For the past many years, especially under the rule of the Conservatives Party, the NHS has seen steady underfunding and bids for privatization. The health service was stretched beyond its limit during the COVID-19 pandemic. Grossly underpaid NHS workers are now finding it difficult to make ends meet amid the ongoing cost of living crisis. Meanwhile, according to reports, instead of extending any support to working class sections, the incumbent Tory government is gearing up for more austerity-ridden policies in the upcoming budget. According to a MorningStar report on November 14, Chancellor Hunt is “seeking up to £60 billion (USD 70. 49 billion) in cuts and extra revenue to fill what the Tories call a “black hole” in the nation’s finances.”

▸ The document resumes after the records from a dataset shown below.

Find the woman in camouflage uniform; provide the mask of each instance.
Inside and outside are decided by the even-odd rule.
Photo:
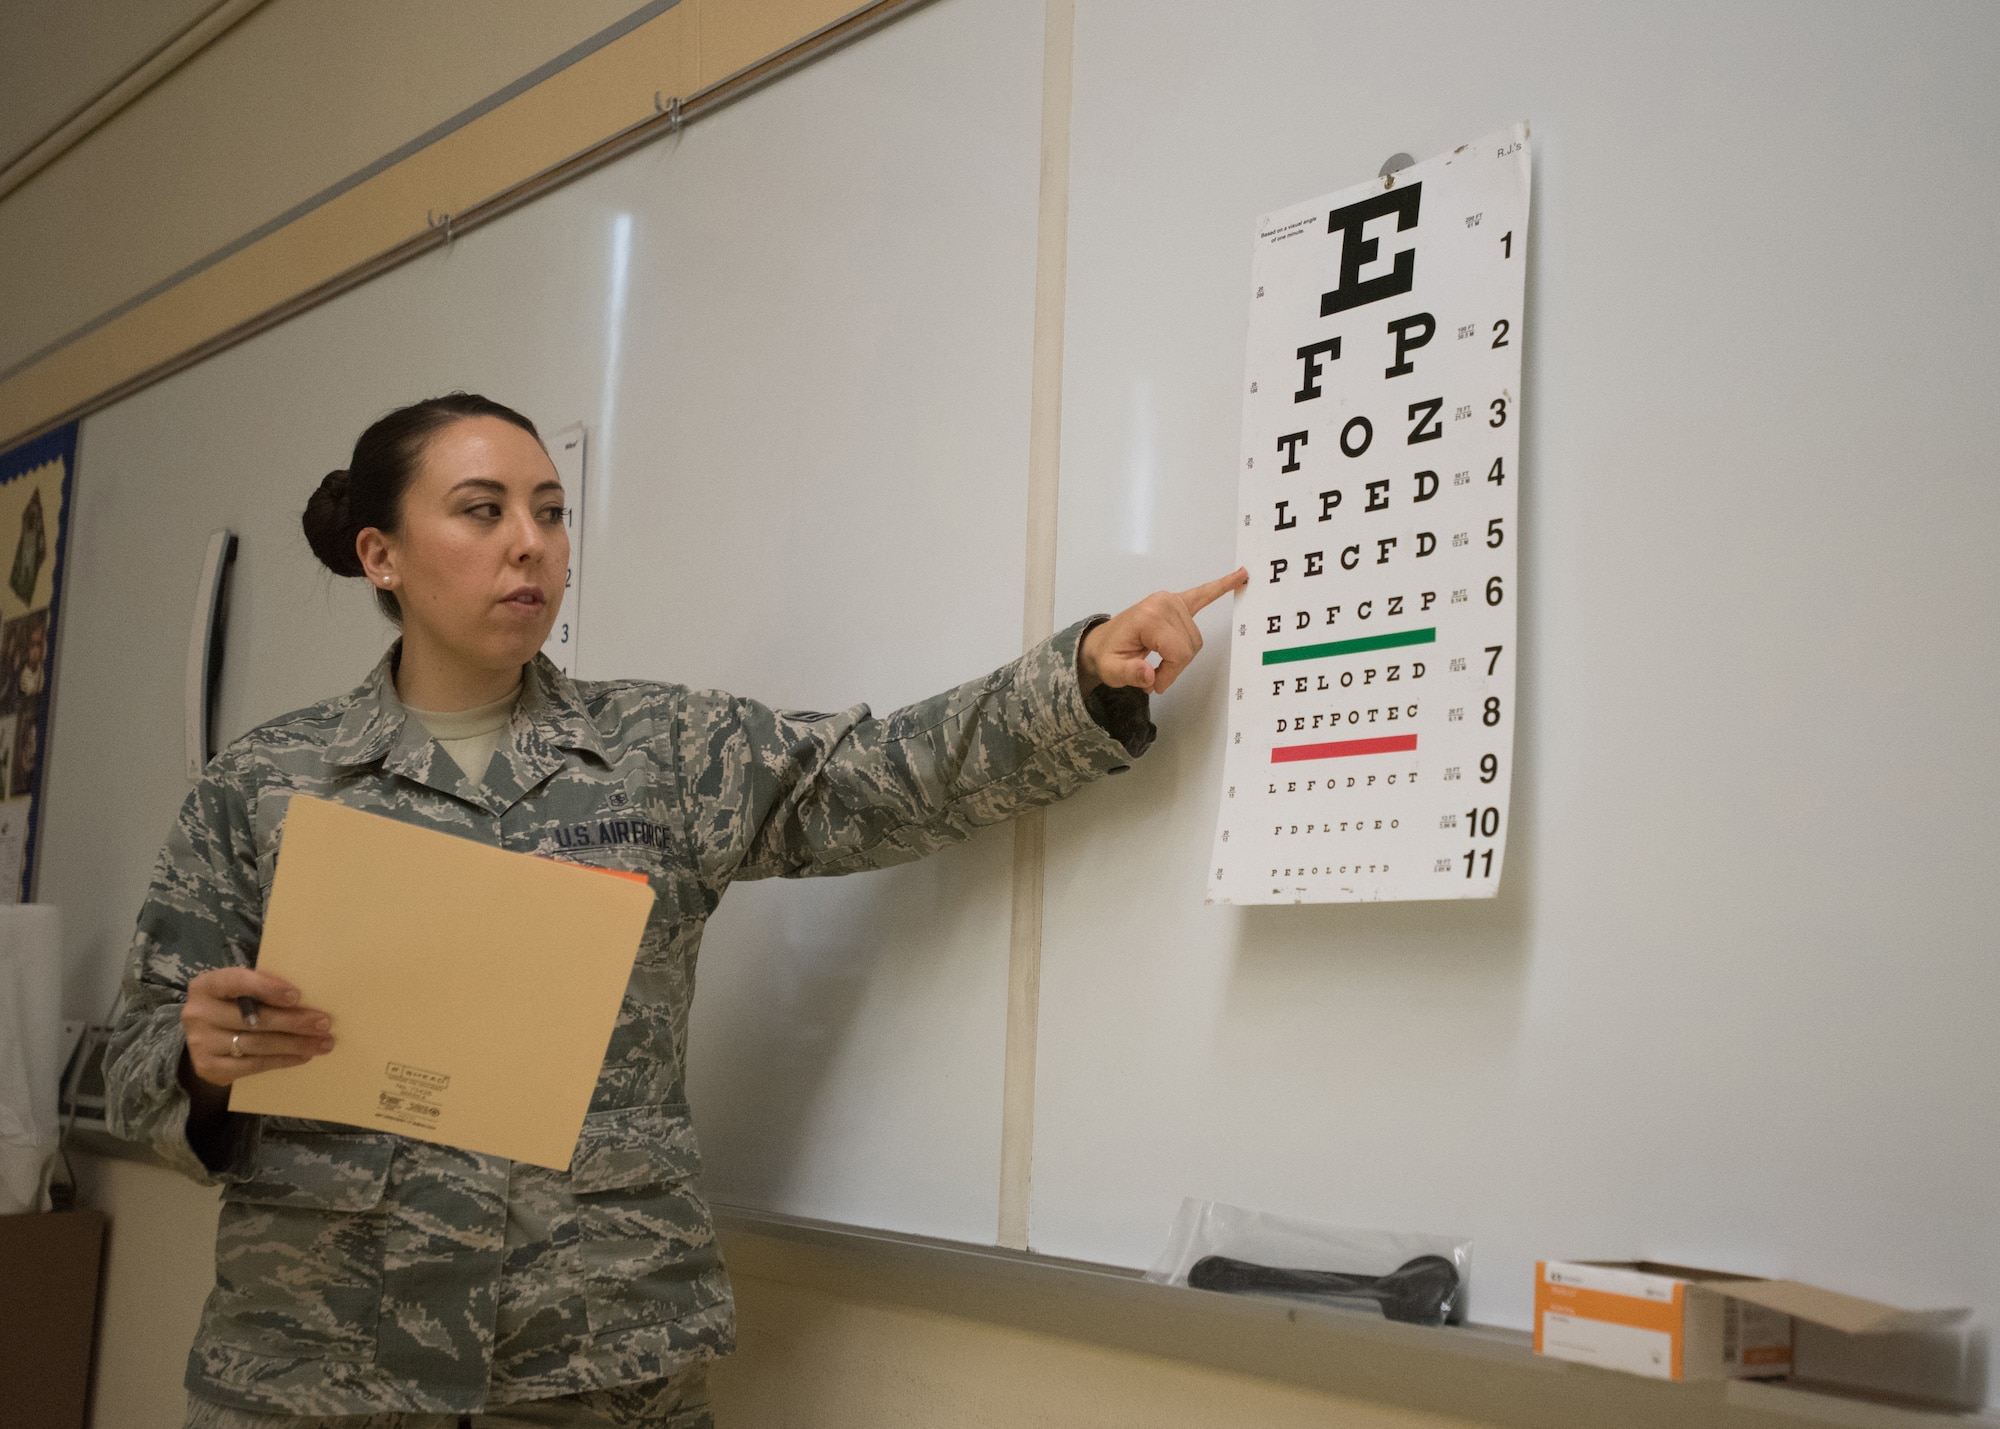
[[[210,763],[139,915],[108,1065],[113,1128],[223,1187],[187,1423],[706,1426],[733,1315],[684,1074],[723,891],[918,858],[1126,768],[1148,692],[1200,649],[1194,612],[1245,577],[1079,622],[877,719],[563,676],[537,653],[569,561],[562,488],[533,424],[485,398],[384,417],[304,524],[402,637],[359,689]],[[498,713],[482,740],[435,711]],[[651,882],[567,1171],[227,1110],[231,1082],[337,1031],[254,966],[295,793]]]

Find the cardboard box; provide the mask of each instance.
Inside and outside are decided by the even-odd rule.
[[[1535,1265],[1535,1353],[1654,1379],[1789,1375],[1794,1318],[1859,1335],[1931,1329],[1964,1313],[1653,1261]]]

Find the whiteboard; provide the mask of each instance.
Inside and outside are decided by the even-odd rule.
[[[1229,561],[1247,220],[1528,119],[1513,838],[1203,908],[1193,667],[1049,820],[1037,1248],[1207,1196],[1469,1235],[1505,1325],[1635,1254],[2000,1318],[2000,13],[1171,9],[1077,12],[1057,604]]]
[[[2000,14],[1814,14],[1081,0],[1058,620],[1229,563],[1255,216],[1525,118],[1521,716],[1497,899],[1204,908],[1204,616],[1049,821],[1037,1249],[1143,1265],[1212,1196],[1469,1235],[1500,1324],[1632,1254],[2000,1317]],[[887,710],[1016,653],[1041,24],[939,0],[85,422],[72,1010],[185,792],[207,533],[221,731],[352,685],[387,632],[298,511],[414,396],[589,429],[586,676]],[[729,895],[714,1197],[993,1239],[1010,858]]]

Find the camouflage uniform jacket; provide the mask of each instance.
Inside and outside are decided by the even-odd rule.
[[[1152,734],[1144,697],[1083,697],[1087,628],[886,719],[573,683],[538,657],[483,786],[406,718],[392,650],[359,689],[218,755],[160,856],[108,1059],[112,1128],[224,1187],[188,1388],[266,1412],[466,1412],[726,1351],[684,1090],[702,927],[737,879],[919,858],[1129,763]],[[180,1005],[197,973],[256,961],[294,793],[651,881],[566,1172],[233,1113],[190,1143]]]

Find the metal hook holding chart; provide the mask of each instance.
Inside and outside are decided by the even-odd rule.
[[[669,134],[678,134],[681,132],[681,97],[678,94],[672,99],[662,100],[660,98],[660,91],[657,89],[654,90],[653,112],[667,116],[667,132]]]
[[[1382,167],[1377,169],[1375,172],[1380,178],[1384,180],[1382,187],[1385,189],[1391,188],[1395,185],[1397,171],[1401,169],[1407,169],[1416,162],[1417,161],[1411,158],[1408,154],[1402,154],[1402,153],[1391,154],[1388,158],[1382,161]]]

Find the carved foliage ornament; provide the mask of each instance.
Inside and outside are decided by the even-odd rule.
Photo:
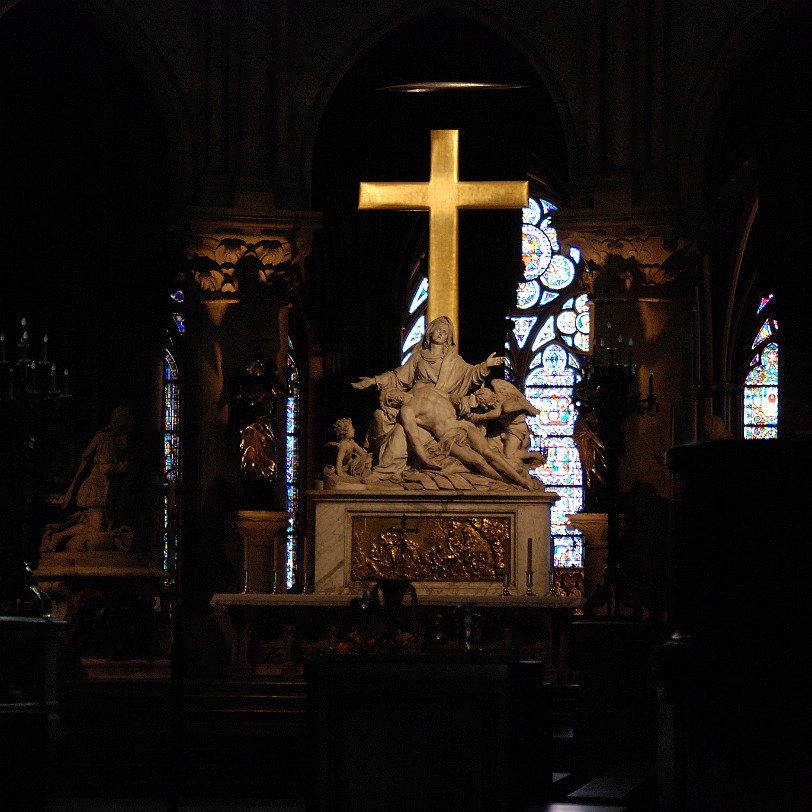
[[[683,239],[629,230],[568,235],[581,248],[588,270],[583,280],[595,297],[684,297],[697,283],[702,254]]]
[[[269,288],[287,299],[301,282],[302,265],[312,249],[307,239],[296,239],[295,243],[292,246],[283,235],[257,242],[240,237],[197,237],[184,246],[189,263],[187,277],[205,296]]]

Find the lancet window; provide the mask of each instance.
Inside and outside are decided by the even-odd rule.
[[[772,294],[756,309],[759,327],[751,346],[754,353],[744,378],[742,426],[745,440],[778,437],[778,321]]]
[[[524,279],[508,314],[513,329],[505,341],[505,377],[539,410],[527,419],[531,449],[545,453],[547,462],[530,474],[559,494],[550,513],[553,566],[580,567],[582,534],[567,523],[567,514],[584,506],[573,388],[589,352],[590,309],[579,282],[580,251],[562,250],[552,224],[555,210],[534,197],[522,210]]]
[[[164,536],[163,568],[172,571],[178,549],[180,510],[177,487],[181,480],[181,402],[178,365],[168,350],[163,374]]]
[[[290,346],[290,344],[289,344]],[[286,537],[285,583],[290,589],[296,578],[298,565],[298,538],[300,534],[299,490],[301,481],[301,390],[299,370],[288,354],[287,361],[288,395],[285,401],[285,491],[288,510],[288,531]]]

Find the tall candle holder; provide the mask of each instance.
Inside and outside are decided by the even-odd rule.
[[[527,589],[525,590],[525,596],[528,598],[535,597],[535,592],[533,592],[533,570],[527,570],[525,573],[527,576]]]
[[[39,589],[27,563],[33,543],[35,447],[43,436],[61,428],[61,408],[70,394],[56,384],[57,365],[49,354],[48,336],[34,340],[25,318],[17,335],[12,338],[0,327],[0,431],[9,454],[1,462],[8,472],[13,471],[9,482],[4,480],[0,507],[8,508],[14,525],[8,528],[8,541],[0,544],[0,572],[6,574],[0,588],[0,612],[41,615],[48,610],[37,595]]]
[[[607,324],[608,340],[595,348],[584,367],[583,379],[575,387],[576,408],[582,415],[593,415],[597,434],[606,454],[607,556],[603,581],[584,604],[585,614],[606,607],[606,616],[621,618],[623,610],[640,618],[644,607],[628,576],[620,566],[620,459],[626,453],[626,436],[621,428],[627,417],[638,414],[652,417],[660,411],[654,394],[654,369],[649,367],[648,394],[643,396],[637,384],[638,368],[632,363],[632,340],[623,360],[623,339],[612,339],[612,325]]]

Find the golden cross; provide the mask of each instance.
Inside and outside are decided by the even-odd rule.
[[[459,130],[431,131],[428,183],[361,183],[359,209],[429,212],[427,324],[448,316],[459,344],[458,221],[460,209],[512,209],[528,203],[527,181],[460,181]]]

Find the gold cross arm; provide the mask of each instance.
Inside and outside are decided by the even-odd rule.
[[[459,343],[459,210],[512,209],[528,203],[527,181],[460,181],[459,130],[431,131],[428,183],[362,182],[359,209],[429,212],[428,321],[448,316]]]

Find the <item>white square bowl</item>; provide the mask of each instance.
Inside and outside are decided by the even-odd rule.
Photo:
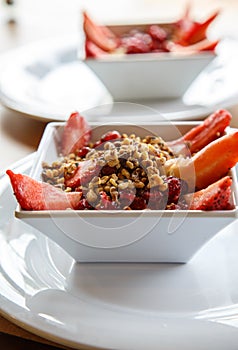
[[[143,29],[146,26],[110,26],[110,29],[118,34],[134,27]],[[183,96],[215,56],[212,51],[186,55],[172,52],[113,54],[105,58],[86,58],[84,63],[101,80],[114,101],[124,102]]]
[[[194,122],[142,124],[92,124],[93,139],[109,130],[138,136],[157,134],[165,140],[184,134]],[[31,176],[41,179],[43,161],[58,157],[64,123],[50,123],[37,152]],[[186,263],[199,249],[237,217],[237,179],[233,169],[235,209],[200,210],[51,210],[25,211],[19,206],[17,218],[33,226],[64,248],[80,262],[169,262]]]

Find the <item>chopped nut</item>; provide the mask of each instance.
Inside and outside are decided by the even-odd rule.
[[[49,168],[50,165],[47,162],[42,162],[42,168]]]
[[[60,166],[60,162],[56,161],[52,163],[52,168],[58,168]]]
[[[102,186],[98,186],[98,187],[95,187],[93,190],[94,190],[94,192],[95,192],[96,194],[99,194],[100,192],[103,191],[103,187],[102,187]]]
[[[134,139],[135,137],[136,137],[135,134],[131,134],[131,135],[129,136],[130,139]]]
[[[57,177],[59,175],[59,171],[57,169],[53,169],[53,177]]]
[[[115,159],[115,160],[110,160],[107,164],[113,168],[114,166],[116,166],[117,164],[119,163],[119,160],[118,159]]]
[[[104,185],[109,180],[109,176],[101,177],[101,184]]]
[[[107,186],[104,187],[104,191],[110,192],[110,188],[111,188],[111,186],[107,185]]]
[[[50,169],[47,169],[46,170],[46,172],[45,172],[45,174],[46,174],[46,176],[48,177],[48,178],[53,178],[53,171],[52,170],[50,170]]]
[[[140,153],[137,150],[134,151],[133,158],[135,158],[135,159],[139,159],[140,158]]]
[[[126,161],[126,166],[131,170],[134,169],[134,164],[132,162],[130,162],[129,160]]]
[[[107,164],[107,162],[105,161],[105,159],[99,159],[98,160],[98,165],[100,167],[104,167]]]
[[[129,182],[127,180],[122,181],[118,184],[118,189],[119,190],[125,190],[129,185]]]
[[[117,183],[116,183],[116,181],[113,178],[111,178],[109,180],[109,182],[110,182],[110,184],[112,184],[112,186],[117,187]]]
[[[164,192],[166,191],[168,188],[168,184],[166,182],[162,183],[161,185],[159,185],[159,189],[160,191]]]
[[[150,177],[150,182],[153,183],[153,186],[159,186],[164,183],[163,179],[158,174],[153,174]]]
[[[130,173],[127,171],[125,168],[122,169],[121,171],[122,175],[125,176],[127,179],[130,178]]]
[[[112,174],[112,175],[111,175],[111,178],[114,179],[115,181],[117,181],[118,176],[117,176],[116,174]]]
[[[131,143],[130,139],[129,138],[124,138],[123,141],[122,141],[122,144],[123,145],[129,145]]]
[[[110,188],[110,195],[112,197],[112,200],[117,202],[117,200],[118,200],[118,191],[117,191],[116,187],[112,186]]]
[[[96,202],[97,198],[98,198],[98,196],[92,190],[89,190],[88,193],[86,194],[86,199],[89,203]]]
[[[63,184],[64,183],[64,178],[60,177],[59,179],[57,179],[56,183],[57,184]]]
[[[65,192],[71,192],[72,191],[72,188],[71,187],[66,187],[65,188]]]
[[[148,153],[147,153],[146,151],[143,151],[142,154],[141,154],[141,158],[142,158],[143,160],[149,159]]]
[[[141,165],[144,168],[153,166],[153,161],[151,159],[142,160]]]
[[[105,150],[111,150],[111,149],[115,149],[115,145],[112,142],[106,142],[104,144],[104,149]]]

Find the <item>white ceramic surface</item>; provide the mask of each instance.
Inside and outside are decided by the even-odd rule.
[[[87,112],[92,121],[118,120],[121,104],[112,103],[99,80],[78,61],[78,45],[78,38],[66,37],[30,44],[1,56],[1,102],[40,120],[66,120],[76,109]],[[127,103],[125,115],[143,119],[150,111],[153,115],[161,112],[167,119],[191,120],[216,108],[236,105],[237,57],[237,42],[223,42],[211,67],[182,98]],[[104,108],[95,111],[102,105]]]
[[[42,162],[51,164],[58,155],[58,143],[64,123],[47,125],[31,176],[41,179]],[[105,132],[159,135],[177,139],[194,123],[161,122],[155,124],[91,124],[92,141]],[[233,210],[57,210],[26,211],[16,216],[58,243],[80,262],[170,262],[185,263],[201,247],[232,223],[238,215],[237,179],[234,183]],[[235,198],[236,197],[236,198]],[[191,227],[193,229],[191,230]]]
[[[77,349],[237,350],[237,221],[186,265],[76,264],[14,219],[0,181],[0,309],[11,321]]]
[[[118,56],[88,58],[84,62],[106,86],[113,100],[119,102],[181,98],[215,58],[214,53]]]

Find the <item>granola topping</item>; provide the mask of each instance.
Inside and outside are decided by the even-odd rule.
[[[164,165],[175,155],[161,137],[123,134],[96,145],[81,156],[71,153],[42,164],[43,181],[82,192],[87,209],[165,209],[171,204]]]

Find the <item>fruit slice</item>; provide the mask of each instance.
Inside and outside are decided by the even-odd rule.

UNISON has launched the ‘Put NHS Pay Right’ campaign to demand decent wages in the sector. The union said that “one in two NHS workers are thinking of leaving their current job and pay is the most common reason.”
“For the NHS to have the staff it needs to care for patients, putting pay right has to be an urgent priority,” the union added.
UNISON has demanded an inflation-busting pay rise, an end to structural poverty pay in the NHS, right grades for jobs, stipulated payment for overwork, promotions with increased wages, and better wages for apprentices.
Last week, Pat Cullen, general secretary and chief executive of the Royal College of Nursing, said, “This is a defining moment in our history, and our fight will continue through strike action and beyond for as long as it takes to win justice for the nursing profession and our patients. Anger has become action – our members are saying enough is enough. The voice of nursing in the UK is strong and I will make sure it is heard. Our members will no longer tolerate a financial knife-edge at home and a raw deal at work.”